Especially in such a fool job as agile transformation coach, pension investor, CEO, education director or publisher. Driving your Tesla a bit, having lunch a bit, discussing a bit and half the time an ‘outside appointment’ and then to the golf course – that’s all it really is.

A full-time contract is a conspiracy that anyone who has a full-time contract knows about. If I had to estimate, I’d say that at most 30 percent of people who get paid full-time actually work full-time.

Part-timers are crazy hunks who get half the salary for the same work – and often more. Just get more handy and learn to outrun your boss.

Put a few extra plants at work to hide behind every now and then and you’re already there. Or say you can only work three hours today because you have to go to a scrum master course – has been working for me for a year. Everyone has a full-time contract!

Say ‘no’ to your boss more often

And say ‘no’ to your boss more often! You don’t have to swallow everything at work, do you? Yes, maybe in America, where they still live in the 1930s in terms of working conditions. But here, in our overstrained labor market?

Read more on this topic: The anti-work movement: stopping work because it makes you deeply unhappy

Join a trade union or join the works council. Or better yet: work for a trade union or in politics and commit yourself to people who are really being exploited – the baggage tugs at Schiphol, the people in the parcel sorting centers or in horticulture – instead of whining about the anti-work movement.
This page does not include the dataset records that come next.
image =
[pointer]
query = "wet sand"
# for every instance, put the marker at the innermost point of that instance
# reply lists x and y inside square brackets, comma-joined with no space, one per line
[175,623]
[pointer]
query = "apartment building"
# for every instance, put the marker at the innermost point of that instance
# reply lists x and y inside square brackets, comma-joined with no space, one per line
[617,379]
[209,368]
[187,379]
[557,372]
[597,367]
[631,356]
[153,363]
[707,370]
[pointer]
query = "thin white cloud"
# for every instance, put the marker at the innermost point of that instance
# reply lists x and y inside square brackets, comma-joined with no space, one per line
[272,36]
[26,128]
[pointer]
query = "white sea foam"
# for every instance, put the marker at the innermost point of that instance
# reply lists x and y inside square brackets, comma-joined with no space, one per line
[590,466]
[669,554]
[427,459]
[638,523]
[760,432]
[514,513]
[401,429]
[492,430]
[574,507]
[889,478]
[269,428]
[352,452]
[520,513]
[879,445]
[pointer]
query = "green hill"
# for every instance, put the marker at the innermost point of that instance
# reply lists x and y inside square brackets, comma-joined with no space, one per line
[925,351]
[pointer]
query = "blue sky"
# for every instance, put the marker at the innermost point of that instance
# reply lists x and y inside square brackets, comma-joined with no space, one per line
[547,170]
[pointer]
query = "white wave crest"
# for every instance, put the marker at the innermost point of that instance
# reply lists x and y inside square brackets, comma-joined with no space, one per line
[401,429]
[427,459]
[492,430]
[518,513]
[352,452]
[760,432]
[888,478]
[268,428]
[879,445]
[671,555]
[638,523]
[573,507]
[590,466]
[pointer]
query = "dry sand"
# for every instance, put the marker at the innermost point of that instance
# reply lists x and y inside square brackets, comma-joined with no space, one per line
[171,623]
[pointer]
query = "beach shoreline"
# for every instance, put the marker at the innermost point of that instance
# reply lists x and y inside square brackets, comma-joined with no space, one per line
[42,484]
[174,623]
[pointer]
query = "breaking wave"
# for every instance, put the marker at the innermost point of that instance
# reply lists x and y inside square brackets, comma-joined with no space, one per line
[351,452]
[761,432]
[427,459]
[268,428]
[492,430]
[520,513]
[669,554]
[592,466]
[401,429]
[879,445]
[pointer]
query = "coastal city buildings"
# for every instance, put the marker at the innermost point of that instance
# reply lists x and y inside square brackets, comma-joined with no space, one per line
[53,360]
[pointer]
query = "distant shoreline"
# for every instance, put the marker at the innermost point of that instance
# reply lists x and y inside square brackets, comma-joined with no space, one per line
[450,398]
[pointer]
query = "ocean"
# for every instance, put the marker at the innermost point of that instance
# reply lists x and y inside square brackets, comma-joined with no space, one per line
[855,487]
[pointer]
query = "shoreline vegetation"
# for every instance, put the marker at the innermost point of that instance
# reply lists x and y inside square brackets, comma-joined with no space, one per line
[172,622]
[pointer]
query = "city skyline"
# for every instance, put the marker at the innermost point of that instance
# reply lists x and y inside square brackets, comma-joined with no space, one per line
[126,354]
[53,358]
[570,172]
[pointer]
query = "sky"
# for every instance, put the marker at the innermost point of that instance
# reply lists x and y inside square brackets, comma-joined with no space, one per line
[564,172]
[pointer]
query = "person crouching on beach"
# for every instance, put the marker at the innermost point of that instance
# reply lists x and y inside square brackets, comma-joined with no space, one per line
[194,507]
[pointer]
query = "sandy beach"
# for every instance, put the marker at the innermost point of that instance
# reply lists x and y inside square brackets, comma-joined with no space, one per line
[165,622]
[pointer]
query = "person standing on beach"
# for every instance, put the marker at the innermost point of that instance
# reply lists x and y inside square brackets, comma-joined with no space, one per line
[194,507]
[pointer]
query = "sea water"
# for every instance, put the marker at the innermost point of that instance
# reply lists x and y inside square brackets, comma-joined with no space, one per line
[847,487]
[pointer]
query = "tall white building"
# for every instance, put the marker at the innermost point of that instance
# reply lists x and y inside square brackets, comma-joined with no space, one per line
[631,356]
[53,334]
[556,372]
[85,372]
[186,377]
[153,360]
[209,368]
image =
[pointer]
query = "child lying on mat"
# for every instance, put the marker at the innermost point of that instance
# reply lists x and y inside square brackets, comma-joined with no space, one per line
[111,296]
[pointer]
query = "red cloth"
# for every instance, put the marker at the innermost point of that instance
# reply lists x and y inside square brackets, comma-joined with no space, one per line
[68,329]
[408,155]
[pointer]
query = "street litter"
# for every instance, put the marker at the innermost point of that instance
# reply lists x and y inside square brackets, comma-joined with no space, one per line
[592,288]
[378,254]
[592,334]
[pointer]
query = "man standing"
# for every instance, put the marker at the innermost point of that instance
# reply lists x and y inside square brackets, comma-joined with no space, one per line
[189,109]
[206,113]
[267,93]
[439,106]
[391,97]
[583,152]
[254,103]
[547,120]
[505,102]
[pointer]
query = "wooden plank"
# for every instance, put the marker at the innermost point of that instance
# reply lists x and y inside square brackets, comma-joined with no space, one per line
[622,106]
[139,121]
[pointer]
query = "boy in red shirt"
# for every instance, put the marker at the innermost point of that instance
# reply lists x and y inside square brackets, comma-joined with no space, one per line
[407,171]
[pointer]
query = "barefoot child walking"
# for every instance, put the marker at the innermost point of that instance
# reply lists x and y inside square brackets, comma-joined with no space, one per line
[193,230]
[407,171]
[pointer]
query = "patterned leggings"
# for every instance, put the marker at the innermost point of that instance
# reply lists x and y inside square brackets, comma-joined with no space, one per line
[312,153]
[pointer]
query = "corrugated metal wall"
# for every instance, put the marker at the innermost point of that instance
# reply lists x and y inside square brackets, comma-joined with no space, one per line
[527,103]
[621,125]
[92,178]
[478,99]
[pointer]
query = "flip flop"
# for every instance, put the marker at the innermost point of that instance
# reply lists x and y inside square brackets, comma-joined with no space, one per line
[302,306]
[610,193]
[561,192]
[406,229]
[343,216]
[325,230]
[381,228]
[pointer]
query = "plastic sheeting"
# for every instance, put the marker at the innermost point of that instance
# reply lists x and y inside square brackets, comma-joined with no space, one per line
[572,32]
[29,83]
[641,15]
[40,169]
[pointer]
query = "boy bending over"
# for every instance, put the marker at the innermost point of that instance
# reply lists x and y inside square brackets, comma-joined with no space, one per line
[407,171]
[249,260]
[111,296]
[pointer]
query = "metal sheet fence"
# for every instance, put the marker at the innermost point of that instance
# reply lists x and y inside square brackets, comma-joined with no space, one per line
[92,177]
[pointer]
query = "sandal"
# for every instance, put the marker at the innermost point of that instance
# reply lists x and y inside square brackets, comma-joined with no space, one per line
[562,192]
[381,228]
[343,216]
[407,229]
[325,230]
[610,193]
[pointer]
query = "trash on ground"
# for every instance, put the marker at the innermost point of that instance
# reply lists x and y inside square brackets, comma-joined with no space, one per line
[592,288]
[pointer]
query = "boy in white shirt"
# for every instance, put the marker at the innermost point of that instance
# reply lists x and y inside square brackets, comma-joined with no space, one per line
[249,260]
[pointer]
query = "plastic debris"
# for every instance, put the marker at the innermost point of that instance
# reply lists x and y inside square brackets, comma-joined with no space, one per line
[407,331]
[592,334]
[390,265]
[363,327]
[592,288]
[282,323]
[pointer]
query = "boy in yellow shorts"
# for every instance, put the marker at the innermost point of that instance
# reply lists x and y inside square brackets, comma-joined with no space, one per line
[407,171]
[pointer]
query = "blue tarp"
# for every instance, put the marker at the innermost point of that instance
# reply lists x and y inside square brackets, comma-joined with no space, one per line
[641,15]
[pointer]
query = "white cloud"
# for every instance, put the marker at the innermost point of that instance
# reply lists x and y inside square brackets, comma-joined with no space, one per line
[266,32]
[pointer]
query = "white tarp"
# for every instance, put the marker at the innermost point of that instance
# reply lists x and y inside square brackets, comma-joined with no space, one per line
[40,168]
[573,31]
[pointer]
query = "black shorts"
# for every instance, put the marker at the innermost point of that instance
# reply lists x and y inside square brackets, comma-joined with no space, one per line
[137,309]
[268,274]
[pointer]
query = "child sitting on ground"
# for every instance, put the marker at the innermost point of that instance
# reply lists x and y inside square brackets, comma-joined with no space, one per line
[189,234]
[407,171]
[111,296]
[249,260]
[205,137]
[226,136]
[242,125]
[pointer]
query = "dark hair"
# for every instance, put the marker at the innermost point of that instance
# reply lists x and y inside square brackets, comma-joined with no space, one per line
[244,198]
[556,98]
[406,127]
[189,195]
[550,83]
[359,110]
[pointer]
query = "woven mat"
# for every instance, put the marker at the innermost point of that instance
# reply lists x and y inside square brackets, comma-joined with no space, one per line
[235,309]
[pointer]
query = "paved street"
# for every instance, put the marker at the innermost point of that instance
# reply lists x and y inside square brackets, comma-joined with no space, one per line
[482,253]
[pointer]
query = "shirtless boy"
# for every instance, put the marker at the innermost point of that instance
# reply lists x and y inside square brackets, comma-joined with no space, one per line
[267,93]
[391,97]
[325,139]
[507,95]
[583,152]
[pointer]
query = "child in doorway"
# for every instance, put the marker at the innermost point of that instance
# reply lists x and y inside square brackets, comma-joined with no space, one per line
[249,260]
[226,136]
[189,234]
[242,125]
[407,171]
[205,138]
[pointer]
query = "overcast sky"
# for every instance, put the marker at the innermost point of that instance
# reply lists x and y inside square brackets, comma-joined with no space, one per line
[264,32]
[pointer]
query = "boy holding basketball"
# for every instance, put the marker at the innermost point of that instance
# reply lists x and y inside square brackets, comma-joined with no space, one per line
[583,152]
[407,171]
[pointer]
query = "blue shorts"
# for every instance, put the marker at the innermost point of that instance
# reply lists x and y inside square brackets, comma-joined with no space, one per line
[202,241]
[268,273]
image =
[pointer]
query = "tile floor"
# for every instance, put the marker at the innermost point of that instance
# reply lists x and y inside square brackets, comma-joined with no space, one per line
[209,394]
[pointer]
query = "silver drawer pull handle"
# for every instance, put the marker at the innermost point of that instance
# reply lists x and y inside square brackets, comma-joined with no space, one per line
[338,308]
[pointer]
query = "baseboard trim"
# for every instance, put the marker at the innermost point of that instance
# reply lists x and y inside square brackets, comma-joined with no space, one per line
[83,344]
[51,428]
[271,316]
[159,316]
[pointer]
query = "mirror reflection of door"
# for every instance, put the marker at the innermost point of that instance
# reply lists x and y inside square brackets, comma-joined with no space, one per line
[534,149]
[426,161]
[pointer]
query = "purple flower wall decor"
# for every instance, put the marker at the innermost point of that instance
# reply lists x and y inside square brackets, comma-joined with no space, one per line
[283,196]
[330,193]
Go and whine a little less anyway, that would be very nice too. Most recently, on Twitter. I saw someone complain that it takes three hours to get to Groningen due to temporary work.

Then I think: oh, what a cry. In the nineties we walked to Groningen with 100 kilos of potatoes under our coats. When we got there, we could go back – you didn’t think about that.

If there’s one thing we don’t need, it’s coaches

I read about people from the anti-work movement who had quit their job and became coaches. Something with breathwork. Real?

Do you think bullshit jobs are stupid and then you become a coach?! I had to laugh really hard at that. If there’s one thing we don’t need, it’s even more coaches in the Netherlands.

Rather do something useful with your time. There are shortages everywhere. Classes without teachers. Trains that can’t run without air traffic controllers, the elderly who can’t take a shower for days – and then you complain that you don’t have enough time to drink lattes with your friends and read existential novels? Shame on you couple snowflakes

If you just go to work, you don’t have time for the anti-work movement.